Rust

Arrays vs. Slices

  • Arrays have a length known at compile time (this is part of an array’s type signature)
  • Slices use two words of metadata, a data pointer and the length of the slice
    • For this program: 400
    • Here’s the slice in memory: Screen Shot 2022-09-20 at 5.50.15 pm 1.png
    • Green box is the size of the slice (0x1000 == 4096)
    • Red box is the pointer to the underlying data (0x0000FFFFC19C5870)
    • That address contains the u16s in the array: Pasted image 20220920175347.png

Shadowing

Re-bind an immutable identifier without requiring the use of mut:

fn main() {
    let x = 5;
    let x = x + 1;
    let x = x * 2;

    println!("The value of x is: {}", x);
}

Expressions

  • Rust has expressions and statements:
    • expressions return a value based on their operand
    • statements simply return a () type which behaves just like void

Enums

  • Rust supports regular enums:

    enum IpAddr {
      V4,
      V6
    }
    
    IpAddr::V4
    
  • Each enum entry can also have “associated data” that is not necessarily consistent:

    enum IpAddr {
      V4(String),
      V6(String)
    }
    
    IpAddr::V6(String::from("::1"))
    
    enum Message {
      Quit,
      Move { x: i32, y: i32},
      Write(String),
      ChangeColor(i32, i32, i32)
    }
    
    Message::Move { x: 5, y: 6 };
    Message::ChangeColor(255, 255, 0);
    
  • This is almost like each enum variant is a struct-like thing on its own, but it’s also a Message, and so can be passed to anything that expects a Message.

Lifetimes

  • Every reference in Rust has a lifetime. Many of these lifetimes are inferred implicitly, but Rust will complain if it can’t (or if it’s inferred lifetime is wrong in some way).
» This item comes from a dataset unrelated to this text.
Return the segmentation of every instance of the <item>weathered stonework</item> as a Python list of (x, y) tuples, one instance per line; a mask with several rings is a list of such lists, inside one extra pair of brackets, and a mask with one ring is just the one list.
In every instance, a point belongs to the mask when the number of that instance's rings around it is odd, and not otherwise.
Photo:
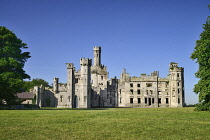
[(101, 64), (101, 47), (93, 48), (92, 59), (80, 59), (80, 69), (67, 63), (67, 83), (54, 78), (53, 89), (35, 87), (36, 103), (40, 107), (183, 107), (184, 68), (169, 64), (169, 75), (159, 72), (131, 77), (124, 69), (120, 79), (108, 79), (107, 67)]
  • Reference lifetimes aim to prevent dangling references:

    {
      let x;
    
      {
        let y = 15;
        x = &y;
      }
    
      // The value that x points to is out of scope here
      println!("{}", x);
    }
    
  • Rust fails to compile that snippet because it’s possible for x to reference bad memory once y goes out of scope.

  • Rust uses the borrow checker to validate reference lifetimes:

    • If a reference r refers to memory whose lifetime is shorter than its own, this can cause the scenario above.
    • This invariant is essentially what the borrow checker attempts to track.
  • Consider this function:

    fn longest(x: &str, y: &str) -> &str {
      if x.len() > y.len() { x } else { y }
    }
    
    • This code does not compile because the borrow checker doesn’t know the lifetime of the returned reference relative to the references the function receives as arguments.
    • If the returned reference is pointing to memory that x is pointing to, it outlives the owner of that memory, ditto for y.
  • We use lifetime annotations to tell the borrow checker that the arguments and the return value have the same lifetime:

    fn longest(x: &'a str, y: &'a str) -> &'a str {
      if x.len() > y.len() { x } else { y }
    }
    
    • The specific identifier can be any valid Rust identifier, but convention is to use 'a, then 'b, etc. Here, we’re saying that:
      • The function takes two string slices, both of which live at least as long as lifetime 'a.
      • The function returns a string slice, that lives at least as long as lifetime 'a.
      • The returned slice has a lifetime equal to the smaller of the lifetimes of the references passed in.
    • When we pass concrete references in to longest, the concrete lifetime for 'a will be the part of x’s scope that overlaps with y’s scope (the smaller lifetime of the two, essentially).
  • When a function returns a reference, its lifetime parameter must match one of the arguments' lifetime parameters.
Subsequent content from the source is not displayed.